День неизбежно клонится к вечеру, и свет ложится на аллеи косо, будто сомневаясь, стоит ли идти дальше. В саду, где некогда гуляли тени дворянства, теперь слышны только шаги времени, тихо бредущего по сухим листьям. Крыльцо покрыто тонкой паутиной, не от запустения, а от задумчивости. Скамья под старыми липами хранит на себе тяжесть споров, что были, и ожидает тех, что ещё не состоялись. На одной её стороне устроился Иван Сергеевич Тургенев, с книгой в руках и выражением мягкой усталости, какой бывают на лицах тех, кто долго наблюдал за душой человека. На другой, растянувшись в позе вопрошающего сфинкса, лежит Хреномот, блестящий, насмешливый, как и положено зверю, читающему классику по диагонали, но мыслящему по вертикали.
— Иван Сергеевич, — начал Хреномот, подгибая лапу с тем изяществом, с каким в Англии подают чай, — скажите, пожалуйста, только откровенно, это вы всерьёз считали, что конфликт между отцами и детьми заключается в том, что одни любят «Шиллера», а другие — жечь бактериологию на костре веры? Я понимаю, эпоха, мундиры, реформы, но у вас же Базаров больше похож на рассерженного аптекаря с идеологическим зудом, чем на революционера духа.
— Милейший, — медленно произнёс Тургенев, склонив голову, как будто разговаривает с давно знакомым духом из рощи, — я вовсе не ставил перед собой цель нарисовать икону прогресса или карикатуру на истрепанную старину. Мой Базаров, это, если хотите, нерв эпохи, раздёрнутый, пульсирующий, ещё не знающий, будет ли он лечить или разрушать. И если он местами невыносим, то, поверьте, это не ошибка меня как автора, а горькая правда жизни. Такие люди неудобны, но необходимы.
— Неудобны? — переспросил Хреномот, распушив хвост с выражением оскорблённого эстетства. — Он же весь как скомканная газета после проливного дождя. Всё отрицает, кроме себя, если лечит, то с презрением, а живёт уж точно с отвращением, ну а если и любит, то тотчас же и умирает, как будто природа не выдержала его эмоционального минимализма. Вы бы ему хотя бы юмора подлили! А то нигилист без самоиронии, знаете ли, это как пирог без теста, начинка вроде есть, а есть невозможно.
— Ах, сударь, — возразил Тургенев, мягко улыбнувшись, — вы забываете, что хороший юмор, это роскошь тех, кто уже вырос из трагедии, но ещё не созрел до мудрости. Базаров ведь не насмешник, он, если хотите рана, которую общество ещё не решилось перевязать. И поэтому он не может быть лёгким, ведь он переживает за всех и стоит против всех одновременно. Его конфликт, увы, не только с отцами, но и к несчастью с самим собой. Он, как вы выразились, аптекарь, но с душой хирурга, режущего без наркоза.
— А всё же, — не унимался Хреномот, — почему же вы дали ему умереть так… литературно? Вон, у Достоевского все либо каются в канаве, либо кричат на лестнице, а у вас, тишина, нафталин и любовная простыня. Прямо как будто сам нигилизм вас испугал, и вы решили его… так сказать, прикончить сюжетом.

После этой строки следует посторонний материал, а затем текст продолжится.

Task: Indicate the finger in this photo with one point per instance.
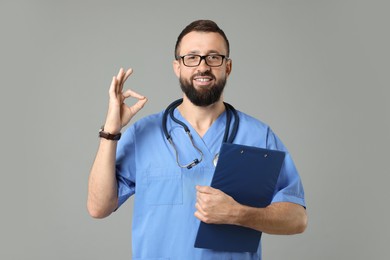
(127, 74)
(119, 77)
(205, 189)
(112, 90)
(131, 93)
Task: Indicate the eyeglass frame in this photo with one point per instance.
(203, 57)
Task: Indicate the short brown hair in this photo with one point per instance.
(201, 26)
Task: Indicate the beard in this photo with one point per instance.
(204, 96)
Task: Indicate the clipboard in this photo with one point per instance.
(249, 175)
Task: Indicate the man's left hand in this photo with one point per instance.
(214, 206)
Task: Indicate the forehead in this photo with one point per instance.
(202, 43)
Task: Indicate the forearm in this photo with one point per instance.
(102, 183)
(281, 218)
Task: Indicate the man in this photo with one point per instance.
(171, 198)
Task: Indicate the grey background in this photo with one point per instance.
(316, 71)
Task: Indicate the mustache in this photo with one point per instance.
(203, 74)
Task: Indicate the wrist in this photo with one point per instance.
(114, 136)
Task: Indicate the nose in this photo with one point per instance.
(203, 65)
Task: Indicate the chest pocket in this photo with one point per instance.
(164, 187)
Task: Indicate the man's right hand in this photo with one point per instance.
(119, 114)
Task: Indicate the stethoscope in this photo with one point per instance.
(230, 110)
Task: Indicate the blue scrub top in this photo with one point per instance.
(164, 225)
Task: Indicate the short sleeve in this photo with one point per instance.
(289, 186)
(125, 166)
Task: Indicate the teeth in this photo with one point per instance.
(203, 79)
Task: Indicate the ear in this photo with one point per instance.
(176, 68)
(228, 66)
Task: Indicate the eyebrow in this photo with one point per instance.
(207, 53)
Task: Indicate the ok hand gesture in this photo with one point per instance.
(119, 113)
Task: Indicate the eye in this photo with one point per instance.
(213, 57)
(191, 57)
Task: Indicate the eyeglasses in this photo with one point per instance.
(212, 60)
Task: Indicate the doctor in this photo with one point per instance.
(170, 198)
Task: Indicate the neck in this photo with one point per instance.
(201, 118)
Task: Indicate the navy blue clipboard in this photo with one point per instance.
(248, 174)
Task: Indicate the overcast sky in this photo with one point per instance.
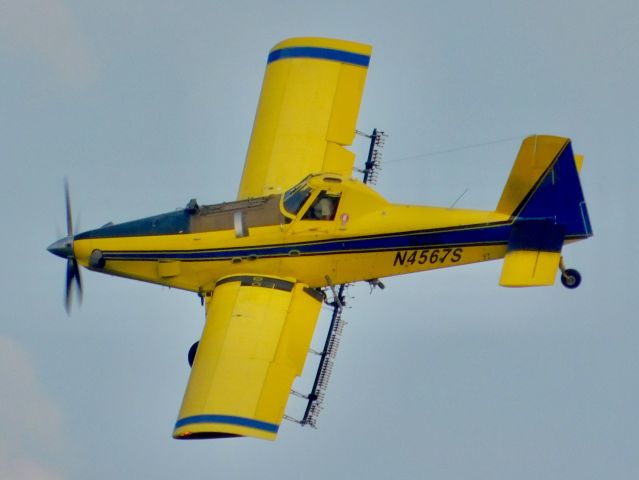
(144, 105)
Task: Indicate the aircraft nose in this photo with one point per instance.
(63, 248)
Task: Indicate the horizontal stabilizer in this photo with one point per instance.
(534, 251)
(526, 268)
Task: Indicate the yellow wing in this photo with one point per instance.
(307, 112)
(257, 335)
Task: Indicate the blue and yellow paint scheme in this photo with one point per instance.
(260, 262)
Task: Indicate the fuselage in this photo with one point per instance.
(364, 237)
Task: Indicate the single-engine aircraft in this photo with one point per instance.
(302, 224)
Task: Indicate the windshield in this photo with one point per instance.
(295, 198)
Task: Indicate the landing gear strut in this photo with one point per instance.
(192, 352)
(570, 278)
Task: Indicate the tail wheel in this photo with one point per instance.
(570, 278)
(192, 352)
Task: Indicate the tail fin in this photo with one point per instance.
(543, 196)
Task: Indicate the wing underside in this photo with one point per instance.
(257, 335)
(307, 112)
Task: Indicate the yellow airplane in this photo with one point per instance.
(302, 225)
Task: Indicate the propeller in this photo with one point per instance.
(64, 248)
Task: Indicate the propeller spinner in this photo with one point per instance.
(64, 248)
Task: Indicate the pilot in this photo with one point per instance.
(324, 209)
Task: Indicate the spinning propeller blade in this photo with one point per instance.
(64, 248)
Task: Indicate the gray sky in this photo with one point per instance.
(442, 375)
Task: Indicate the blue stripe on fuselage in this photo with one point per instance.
(319, 53)
(229, 420)
(482, 235)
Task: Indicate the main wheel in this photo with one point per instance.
(192, 352)
(571, 278)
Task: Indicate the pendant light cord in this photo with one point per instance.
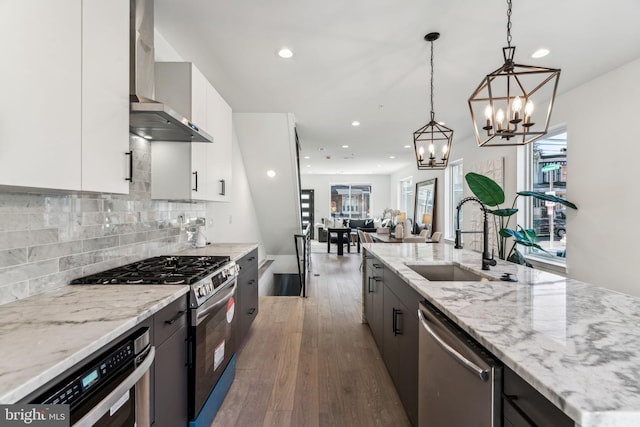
(509, 23)
(432, 113)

— Напротив, — спокойно сказал Тургенев, взглянув на клёны, будто и они участвовали в диалоге, — я не хотел ни убить идею, ни спасти её. Я показал, что даже самая несокрушимая философия может споткнуться о человеческое сердце. Базаров умирает не от холеры, а от неумения быть живым среди живых. Его смерть, это не отказ, наоборот, это вопрос – быть или не быть человеку, если он разучился чувствовать.

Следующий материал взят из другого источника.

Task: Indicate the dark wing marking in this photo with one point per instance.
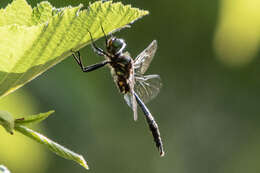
(147, 87)
(143, 60)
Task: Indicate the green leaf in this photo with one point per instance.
(53, 146)
(33, 118)
(7, 121)
(34, 40)
(3, 169)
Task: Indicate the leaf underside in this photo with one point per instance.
(34, 40)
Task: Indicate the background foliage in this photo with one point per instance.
(207, 110)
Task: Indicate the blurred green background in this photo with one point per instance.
(208, 109)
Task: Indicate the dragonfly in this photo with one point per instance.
(128, 75)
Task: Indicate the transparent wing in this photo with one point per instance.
(147, 87)
(143, 60)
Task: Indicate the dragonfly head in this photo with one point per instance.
(115, 45)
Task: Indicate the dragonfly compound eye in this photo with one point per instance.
(116, 46)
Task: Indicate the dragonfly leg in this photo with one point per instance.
(88, 68)
(152, 125)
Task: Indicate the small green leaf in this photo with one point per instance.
(34, 40)
(33, 118)
(53, 146)
(7, 121)
(3, 169)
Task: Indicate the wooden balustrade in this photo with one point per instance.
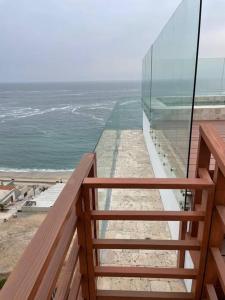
(62, 261)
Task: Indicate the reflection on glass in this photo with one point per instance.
(210, 79)
(172, 76)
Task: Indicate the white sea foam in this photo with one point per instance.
(128, 102)
(34, 170)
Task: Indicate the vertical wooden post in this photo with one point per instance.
(93, 173)
(203, 236)
(181, 253)
(217, 232)
(203, 161)
(87, 197)
(82, 252)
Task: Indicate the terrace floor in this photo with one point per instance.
(132, 160)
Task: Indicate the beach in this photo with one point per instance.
(35, 176)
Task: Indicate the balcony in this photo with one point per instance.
(63, 260)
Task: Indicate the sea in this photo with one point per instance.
(49, 126)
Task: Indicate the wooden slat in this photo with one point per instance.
(87, 197)
(51, 274)
(134, 295)
(75, 288)
(220, 266)
(65, 279)
(146, 272)
(146, 244)
(210, 292)
(221, 212)
(24, 281)
(215, 144)
(148, 215)
(148, 183)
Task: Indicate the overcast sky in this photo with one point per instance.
(74, 40)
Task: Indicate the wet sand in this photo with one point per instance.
(36, 176)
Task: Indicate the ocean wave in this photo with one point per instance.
(34, 170)
(82, 109)
(128, 102)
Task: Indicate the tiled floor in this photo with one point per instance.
(132, 160)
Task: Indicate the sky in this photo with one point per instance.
(81, 40)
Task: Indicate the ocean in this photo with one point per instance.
(49, 126)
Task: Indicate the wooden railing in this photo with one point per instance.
(62, 261)
(212, 146)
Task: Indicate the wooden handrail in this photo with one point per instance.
(148, 215)
(60, 261)
(215, 144)
(149, 183)
(26, 279)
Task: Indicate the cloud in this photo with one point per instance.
(87, 39)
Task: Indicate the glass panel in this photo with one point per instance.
(173, 76)
(146, 82)
(210, 79)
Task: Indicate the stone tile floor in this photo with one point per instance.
(132, 160)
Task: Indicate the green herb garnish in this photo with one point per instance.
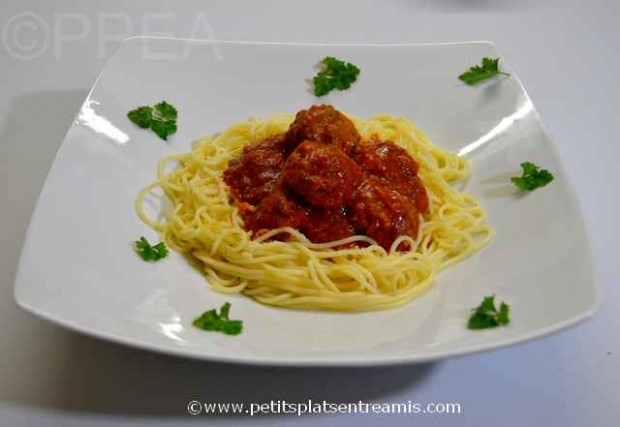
(486, 316)
(161, 119)
(336, 74)
(211, 321)
(478, 73)
(150, 253)
(532, 177)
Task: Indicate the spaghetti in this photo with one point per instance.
(206, 224)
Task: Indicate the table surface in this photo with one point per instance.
(563, 51)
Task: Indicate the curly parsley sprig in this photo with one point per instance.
(487, 316)
(478, 73)
(532, 177)
(150, 252)
(212, 321)
(335, 74)
(161, 118)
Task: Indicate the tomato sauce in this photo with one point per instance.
(320, 178)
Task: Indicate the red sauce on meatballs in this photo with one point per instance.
(320, 178)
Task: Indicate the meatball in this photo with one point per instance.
(322, 123)
(381, 213)
(254, 174)
(395, 167)
(274, 211)
(321, 174)
(327, 225)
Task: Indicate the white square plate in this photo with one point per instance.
(78, 268)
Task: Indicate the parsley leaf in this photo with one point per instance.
(487, 316)
(148, 252)
(162, 118)
(478, 73)
(336, 74)
(211, 321)
(532, 177)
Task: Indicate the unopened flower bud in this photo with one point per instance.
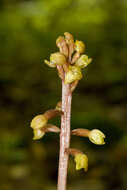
(38, 134)
(38, 122)
(79, 46)
(74, 73)
(50, 64)
(57, 59)
(81, 161)
(83, 61)
(69, 38)
(96, 137)
(61, 44)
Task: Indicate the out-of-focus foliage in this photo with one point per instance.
(28, 30)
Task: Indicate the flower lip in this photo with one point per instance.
(79, 46)
(83, 61)
(73, 74)
(38, 122)
(96, 137)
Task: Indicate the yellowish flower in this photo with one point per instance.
(79, 46)
(81, 161)
(38, 122)
(83, 61)
(50, 64)
(96, 137)
(74, 73)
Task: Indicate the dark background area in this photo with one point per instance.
(28, 30)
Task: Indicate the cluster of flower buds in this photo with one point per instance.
(95, 135)
(70, 58)
(40, 125)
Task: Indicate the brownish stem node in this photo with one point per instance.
(64, 136)
(52, 113)
(81, 132)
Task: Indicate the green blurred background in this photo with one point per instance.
(28, 30)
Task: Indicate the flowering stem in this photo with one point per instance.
(64, 136)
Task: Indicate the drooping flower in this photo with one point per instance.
(74, 73)
(83, 61)
(96, 137)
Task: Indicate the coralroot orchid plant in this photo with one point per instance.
(68, 61)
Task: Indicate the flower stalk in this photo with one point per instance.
(69, 62)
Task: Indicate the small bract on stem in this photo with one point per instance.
(69, 62)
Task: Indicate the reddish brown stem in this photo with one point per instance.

— А-а-а, вот оно как, — хмыкнул Хреномот, выпрямляясь. — Значит, «отцы и дети» — это не спор о политике и вкусах, а революция в форме семейного обеда? Тогда вы не роман написали, а трапезу с отравленной ложкой.
— Возможно, вполне возможно, — согласился Тургенев, тяжело вздыхая, — но ведь именно за этим столом и рождаются новые смыслы. Конфликт поколений, ведь это не только различие убеждений, это разное отношение к миру, в которой человек учится жить.

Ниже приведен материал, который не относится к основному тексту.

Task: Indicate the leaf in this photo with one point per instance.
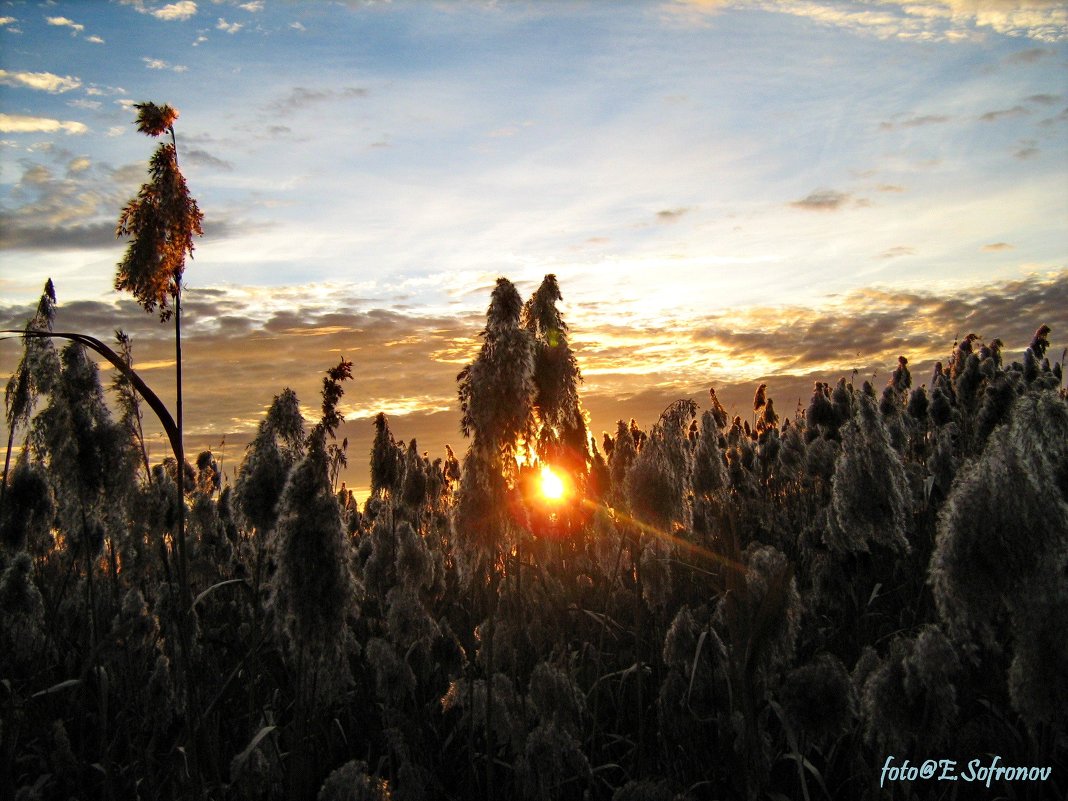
(238, 764)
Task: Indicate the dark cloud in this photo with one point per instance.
(822, 200)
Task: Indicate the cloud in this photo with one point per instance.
(160, 64)
(179, 11)
(822, 200)
(203, 158)
(898, 252)
(42, 81)
(926, 20)
(1027, 150)
(301, 97)
(15, 235)
(64, 22)
(992, 116)
(915, 122)
(671, 215)
(246, 344)
(24, 124)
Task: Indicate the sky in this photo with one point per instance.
(728, 191)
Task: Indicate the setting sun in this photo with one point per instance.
(552, 485)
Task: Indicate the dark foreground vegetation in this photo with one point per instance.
(716, 608)
(769, 608)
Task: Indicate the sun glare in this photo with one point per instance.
(552, 485)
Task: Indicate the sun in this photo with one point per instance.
(552, 485)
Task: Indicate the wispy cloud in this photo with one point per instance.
(822, 200)
(671, 215)
(179, 11)
(302, 97)
(405, 364)
(43, 81)
(25, 124)
(203, 158)
(160, 64)
(914, 122)
(948, 20)
(992, 116)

— Ах, Иван Сергеевич, — сказал Хреномот, потягиваясь и глядя в небо, — всё у вас так благородно, тонко, мучительно. Читаешь и как будто живёшь в филармонии, где даже страсти обязаны звучать в тональности ре мажор. Неужели в вас не просыпался Базаров, когда вы сдавали рукопись в цензуру?
— Просыпался, — признался Тургенев с мягкой грустью, — но я его вновь укладывал спать, чтобы утро досталось кому-то другому.
Сад погружается в вечернюю задумчивость, а на скамейке остались только книга, след от когтя и неразрешённый спор. Но где-то в воздухе, между липами всё ещё слышен голос: «Нигилизм, это скорее всего не отказ, а признак того, что взгляды на жизнь требуют пересмотра.»